Quickstart

It’s time to write your first REST API. This guide assumes you have a working understanding of aiohttp, and that you have already installed aiohttp_rest_api.

Kicking off demo REST API app

Create and empty directory and put there files in following order

/
  - main.py
  /endpoints
    - __init__.py
    - demo_endpoint.py
  • main.py creates aiohttp app and connects API endpoints to it
  • /endpoints — a python module with API endpoints
  • /endpoints/demo_endpoint.py — a sample API endpoint

Put the following content into the files

main.py:

import os
from aiohttp import web
from aiohttp_rest_api.loader import load_and_connect_all_endpoints_from_folder, get_swagger_documentation
from aiohttp_rest_api.swagger import setup_swagger

import logging
logging.basicConfig(level=logging.DEBUG)

app = web.Application()
load_and_connect_all_endpoints_from_folder(
    path='{0}/{1}'.format(os.path.dirname(os.path.realpath(__file__)), 'endpoints'),
    app=app,
    version_prefix='v1'
)

setup_swagger(app, swagger_info=get_swagger_documentation())

web.run_app(app)

/endpoints/demo_endpoint.py:

from typing import List

from aiohttp.web_response import Response
from aiohttp.web import Request

from aiohttp_rest_api.rest_endpoint import AioHTTPRestEndpoint
from aiohttp_rest_api.responses import respond_with_plaintext


class DemoEndpoint(AioHTTPRestEndpoint):

    def connected_routes(self) -> List[str]:
        """
        """
        return [
            '/demo'
        ]

    async def get(self, request: Request) -> Response:
        """
        ---
        description: Method returns a crypto key for device registration. Each key can be used only once
        produces:
        - application/protobuf
        responses:
            "200":
                description: successful operation. Secret key was produced
        """

        return respond_with_plaintext('Hello world')

And after that you can start your server:

$ python main.py
======== Running on http://0.0.0.0:8080 ========
(Press CTRL+C to quit)

And that’s it! Swagger documentation is going to be available on http://127.0.0.1:8080/doc

How demo example works

Every API endpoint is a class s deriving from AioHTTPRestEndpoint class.

In your endpoint class you have to specify a few methods.

  • connected_routes() returns a list of URIs for endpoints.
  • get(self, request: Request), post(self, request: Request), put(self, request: Request), path(self, request: Request), delete(self, request: Request) methods for GET, POST, PUT, PATCH, DELETE requests respectively.
    • Each method accepts aiohttp.web.Request object as a default parameter.

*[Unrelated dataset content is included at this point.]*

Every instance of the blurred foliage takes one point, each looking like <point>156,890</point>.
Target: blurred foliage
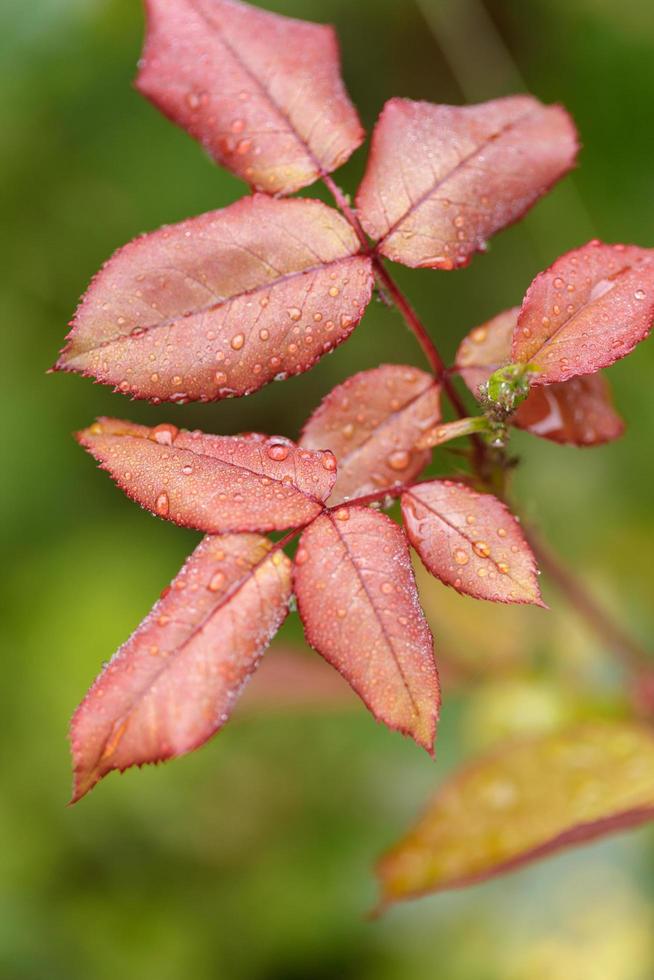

After specifying your API endpoints you have to load all your classes and connect them with aiohttp.web.Application

load_and_connect_all_endpoints_from_folder(
    path='{0}/{1}'.format(os.path.dirname(os.path.realpath(__file__)), 'endpoints'),
    app=app,
    version_prefix='v1'
)

This code loads and initializes all endpoints from endpoints directory. It also creates URLs for each endpoint. It also supports versioning for APIs. In this example each API endpoint will get the URI with v1 prefix. So if you created an API resource connected to /demo and with version v1 final URI will be /v1/demo.

You also can enable Swagged documentation page just like that

setup_swagger(app, swagger_info=get_swagger_documentation())

Swagger documentation

Every HTTP-verb related method (get, post, put, path, delete) might documented via Swagger docstrings.

async def get(self, request: Request) -> Response:
    """
    ---
    description: Method returns a crypto key for device registration. Each key can be used only once
    produces:
    - application/protobuf
    responses:
        "200":
            description: successful operation. Secret key was produced
    """

    return respond_with_plaintext('Hello world')

Just add - - - separator and wright your Swagger documentation in YAML format right after it.